When you take fees into account, the picture gets a lot worse. According to a Wall Street Journal article on January 15th, the median expense ratio for diversified stock funds increased to 1.46% of assets in 2002 from 1.37% in 2000. And in addition to the fees that mutual funds charge as a percentage of assets each year, you also need to factor in the trading costs the funds bear as they buy and sell stocks, and the capital gains they distribute to you when they sell stocks that have appreciated.
In aggregate, after fees, trading costs and distributed capital gains taxes, most mutual funds significantly under-perform the market indexes. In their book The Great Mutual Fund Trap, Gregory Baer and Gary Gensler estimate that at the end of 2001 the 1,226 actively managed mutual funds that were around long enough to have a 5 year record trailed the S&P 500 Index by 1.9 percentage points a year on average, and the 623 funds around long enough to have a ten-year record trailed by 1.7 percentage points a year.
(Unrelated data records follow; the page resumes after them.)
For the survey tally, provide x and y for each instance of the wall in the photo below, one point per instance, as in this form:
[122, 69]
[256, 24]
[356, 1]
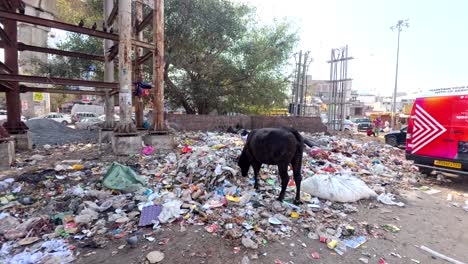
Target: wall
[221, 123]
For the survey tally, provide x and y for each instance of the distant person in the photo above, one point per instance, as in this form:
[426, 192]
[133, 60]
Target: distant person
[377, 123]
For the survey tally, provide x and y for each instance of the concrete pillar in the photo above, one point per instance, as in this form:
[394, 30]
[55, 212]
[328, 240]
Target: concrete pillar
[138, 68]
[158, 66]
[108, 70]
[125, 68]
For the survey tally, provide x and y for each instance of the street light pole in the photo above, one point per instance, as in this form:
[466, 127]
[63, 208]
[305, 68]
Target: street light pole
[399, 26]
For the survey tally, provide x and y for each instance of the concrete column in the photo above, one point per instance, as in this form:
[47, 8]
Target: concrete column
[125, 68]
[138, 68]
[108, 70]
[13, 124]
[158, 66]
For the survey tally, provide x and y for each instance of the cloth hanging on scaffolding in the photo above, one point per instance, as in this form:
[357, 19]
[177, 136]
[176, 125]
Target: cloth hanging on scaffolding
[142, 89]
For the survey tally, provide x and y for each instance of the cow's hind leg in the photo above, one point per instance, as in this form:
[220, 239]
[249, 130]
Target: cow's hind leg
[283, 172]
[297, 171]
[256, 167]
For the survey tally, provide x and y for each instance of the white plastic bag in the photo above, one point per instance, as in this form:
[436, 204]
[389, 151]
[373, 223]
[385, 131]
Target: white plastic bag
[389, 199]
[170, 210]
[337, 188]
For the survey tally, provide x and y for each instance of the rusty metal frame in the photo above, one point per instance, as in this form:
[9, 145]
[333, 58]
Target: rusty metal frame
[148, 55]
[23, 47]
[5, 68]
[145, 22]
[57, 24]
[113, 14]
[10, 79]
[4, 37]
[55, 81]
[25, 89]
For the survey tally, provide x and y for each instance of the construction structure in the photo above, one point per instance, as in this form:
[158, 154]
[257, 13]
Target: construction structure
[298, 105]
[340, 93]
[116, 47]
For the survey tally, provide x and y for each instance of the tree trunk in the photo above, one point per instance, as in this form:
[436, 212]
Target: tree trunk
[179, 96]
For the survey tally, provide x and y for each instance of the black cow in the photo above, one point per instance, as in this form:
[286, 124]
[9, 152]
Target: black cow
[275, 146]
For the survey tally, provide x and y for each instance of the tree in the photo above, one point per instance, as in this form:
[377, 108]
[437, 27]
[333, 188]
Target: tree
[217, 57]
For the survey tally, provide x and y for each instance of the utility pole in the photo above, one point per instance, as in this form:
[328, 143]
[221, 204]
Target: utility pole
[158, 67]
[108, 70]
[126, 125]
[399, 26]
[305, 68]
[296, 89]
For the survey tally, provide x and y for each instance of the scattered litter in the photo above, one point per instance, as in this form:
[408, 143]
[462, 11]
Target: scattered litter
[315, 255]
[391, 228]
[389, 199]
[364, 260]
[432, 191]
[155, 256]
[356, 242]
[197, 184]
[148, 150]
[149, 214]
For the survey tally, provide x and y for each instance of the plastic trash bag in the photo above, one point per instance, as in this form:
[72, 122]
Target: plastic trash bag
[389, 199]
[337, 188]
[122, 178]
[170, 210]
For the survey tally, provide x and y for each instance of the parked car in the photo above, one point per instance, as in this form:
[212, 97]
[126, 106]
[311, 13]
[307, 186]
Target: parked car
[89, 123]
[3, 116]
[103, 118]
[58, 117]
[396, 138]
[363, 124]
[80, 115]
[348, 125]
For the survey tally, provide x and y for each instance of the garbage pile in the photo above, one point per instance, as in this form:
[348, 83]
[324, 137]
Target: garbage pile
[77, 204]
[46, 131]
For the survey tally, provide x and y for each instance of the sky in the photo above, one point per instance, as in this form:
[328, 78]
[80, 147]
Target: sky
[432, 50]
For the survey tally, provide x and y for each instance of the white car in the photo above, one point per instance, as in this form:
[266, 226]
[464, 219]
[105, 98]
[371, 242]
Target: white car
[58, 117]
[348, 125]
[116, 118]
[89, 123]
[3, 116]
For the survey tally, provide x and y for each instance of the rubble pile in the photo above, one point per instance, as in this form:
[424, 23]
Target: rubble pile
[87, 203]
[47, 131]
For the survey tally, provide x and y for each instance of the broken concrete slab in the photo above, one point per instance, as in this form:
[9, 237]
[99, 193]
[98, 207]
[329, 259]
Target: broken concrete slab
[165, 142]
[126, 145]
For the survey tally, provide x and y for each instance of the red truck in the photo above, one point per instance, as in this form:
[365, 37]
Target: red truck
[437, 135]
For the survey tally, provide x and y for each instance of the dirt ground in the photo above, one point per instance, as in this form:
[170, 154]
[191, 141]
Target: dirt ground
[428, 220]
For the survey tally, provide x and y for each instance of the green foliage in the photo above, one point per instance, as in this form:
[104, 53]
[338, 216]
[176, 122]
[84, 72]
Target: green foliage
[218, 59]
[72, 11]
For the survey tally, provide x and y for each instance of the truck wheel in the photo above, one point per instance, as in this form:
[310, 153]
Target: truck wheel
[424, 170]
[391, 141]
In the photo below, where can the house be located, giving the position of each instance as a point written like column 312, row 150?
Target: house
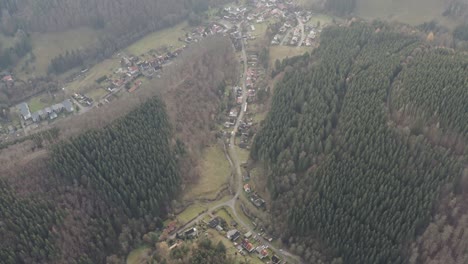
column 133, row 70
column 261, row 252
column 249, row 247
column 233, row 113
column 233, row 235
column 42, row 114
column 36, row 117
column 57, row 108
column 214, row 222
column 53, row 115
column 191, row 233
column 7, row 78
column 247, row 188
column 68, row 105
column 24, row 111
column 48, row 110
column 176, row 245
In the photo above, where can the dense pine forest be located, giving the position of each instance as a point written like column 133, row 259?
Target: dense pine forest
column 88, row 191
column 342, row 169
column 131, row 166
column 136, row 171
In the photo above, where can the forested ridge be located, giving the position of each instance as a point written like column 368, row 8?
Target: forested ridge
column 130, row 165
column 130, row 162
column 91, row 192
column 338, row 170
column 25, row 241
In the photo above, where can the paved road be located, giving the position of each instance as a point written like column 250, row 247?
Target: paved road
column 231, row 155
column 286, row 37
column 301, row 27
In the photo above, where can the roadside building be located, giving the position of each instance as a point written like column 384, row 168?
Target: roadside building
column 24, row 111
column 233, row 235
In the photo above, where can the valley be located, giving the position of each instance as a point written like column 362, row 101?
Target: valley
column 248, row 132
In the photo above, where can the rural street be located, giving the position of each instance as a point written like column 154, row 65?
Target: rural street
column 234, row 162
column 301, row 27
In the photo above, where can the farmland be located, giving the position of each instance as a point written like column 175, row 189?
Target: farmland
column 214, row 170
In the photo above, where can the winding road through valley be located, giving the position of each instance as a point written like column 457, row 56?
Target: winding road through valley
column 237, row 181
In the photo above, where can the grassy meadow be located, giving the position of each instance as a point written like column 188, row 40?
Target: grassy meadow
column 215, row 171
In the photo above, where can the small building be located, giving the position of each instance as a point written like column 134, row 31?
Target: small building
column 275, row 259
column 42, row 114
column 191, row 233
column 214, row 222
column 24, row 111
column 233, row 113
column 36, row 117
column 48, row 110
column 249, row 247
column 58, row 107
column 233, row 235
column 68, row 105
column 262, row 252
column 53, row 115
column 7, row 78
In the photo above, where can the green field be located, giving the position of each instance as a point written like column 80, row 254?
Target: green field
column 44, row 100
column 281, row 52
column 214, row 171
column 166, row 37
column 413, row 12
column 242, row 154
column 139, row 255
column 322, row 18
column 6, row 41
column 47, row 46
column 105, row 67
column 223, row 213
column 191, row 212
column 97, row 94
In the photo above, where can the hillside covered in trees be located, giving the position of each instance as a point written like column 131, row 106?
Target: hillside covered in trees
column 356, row 145
column 107, row 178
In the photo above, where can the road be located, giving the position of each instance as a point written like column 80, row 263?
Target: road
column 286, row 37
column 234, row 162
column 301, row 27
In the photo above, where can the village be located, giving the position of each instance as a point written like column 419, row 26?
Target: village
column 134, row 69
column 292, row 29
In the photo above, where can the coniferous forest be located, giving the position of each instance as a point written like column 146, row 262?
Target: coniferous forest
column 118, row 180
column 130, row 163
column 343, row 168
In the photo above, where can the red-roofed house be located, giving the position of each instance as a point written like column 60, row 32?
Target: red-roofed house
column 247, row 245
column 7, row 78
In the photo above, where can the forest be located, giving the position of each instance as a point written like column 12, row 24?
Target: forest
column 129, row 177
column 90, row 189
column 346, row 177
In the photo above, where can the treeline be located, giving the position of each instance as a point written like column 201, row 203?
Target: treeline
column 9, row 56
column 135, row 171
column 340, row 7
column 338, row 173
column 433, row 88
column 26, row 228
column 63, row 63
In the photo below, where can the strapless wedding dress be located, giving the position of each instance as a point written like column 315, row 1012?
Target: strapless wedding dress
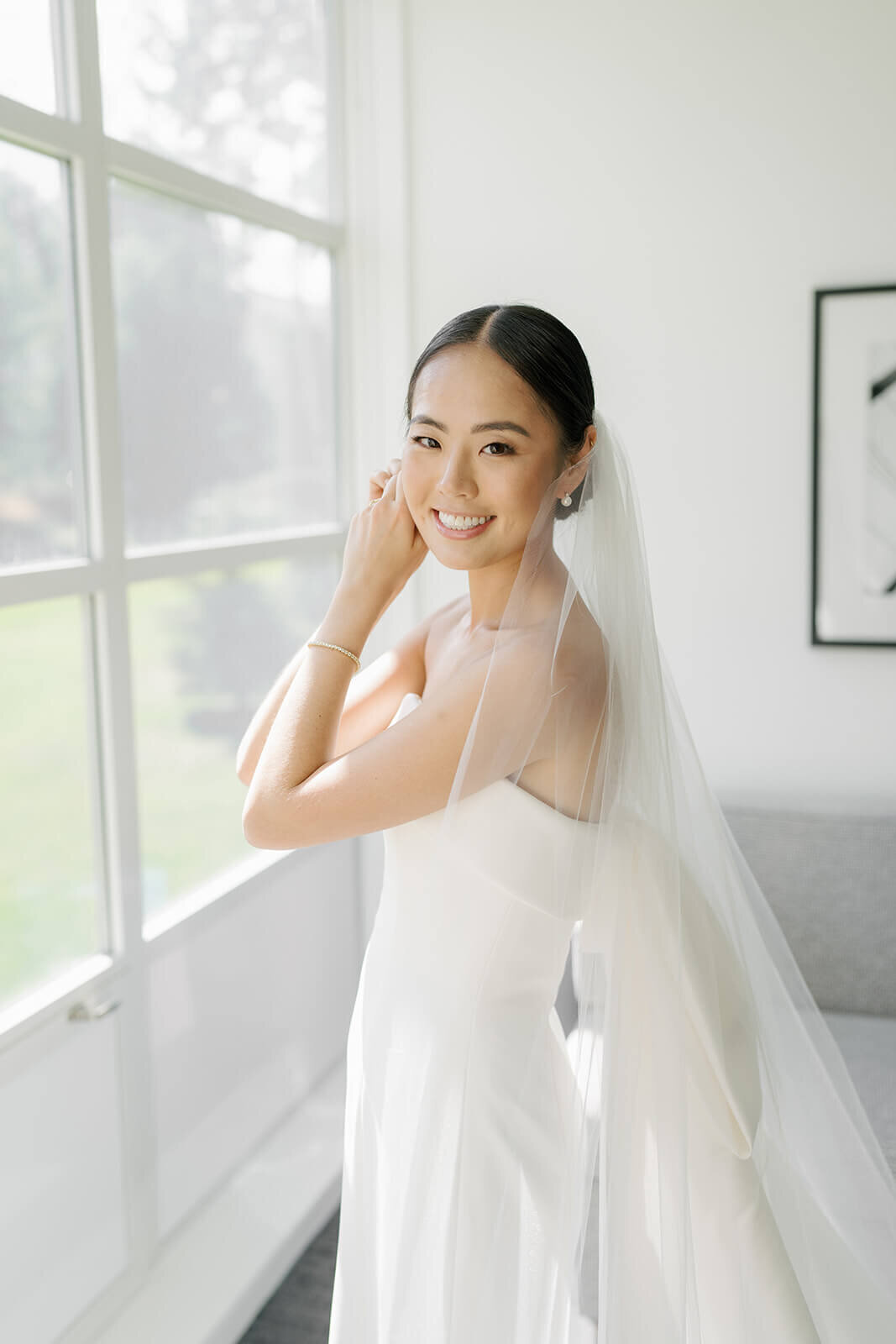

These numbers include upfront and back-end fees (loads). Yet even excluding the loads, the average five-year and ten-year returns trailed the S&P 500 by 1.4 percentage points. And those numbers apply only to the survivors; the funds with truly abysmal returns were, in many cases, merged out of existence. Correcting for this survivorship bias, Baer and Gensler estimate that the average actively managed mutual fund trails the market by about 3 percentage points a year.
Three percentage points a year! To put that in context, the S&P 500 fell by about 0.6% annually over the 5 years to 2003. And note that the three percentage points underperformance of mutual funds is worse than the two percentage points underperformance of individual stock-picking investors.
This finding, incidentally, is corroborated by Vanguard’s research which found that people investing in mutual funds in their 401K accounts typically hold 70% stocks and 30% bonds and lag the appropriate benchmark by about two percentage points a year. I guess bond funds have lower fees, and people switch into and out of funds less frequently in retirement accounts.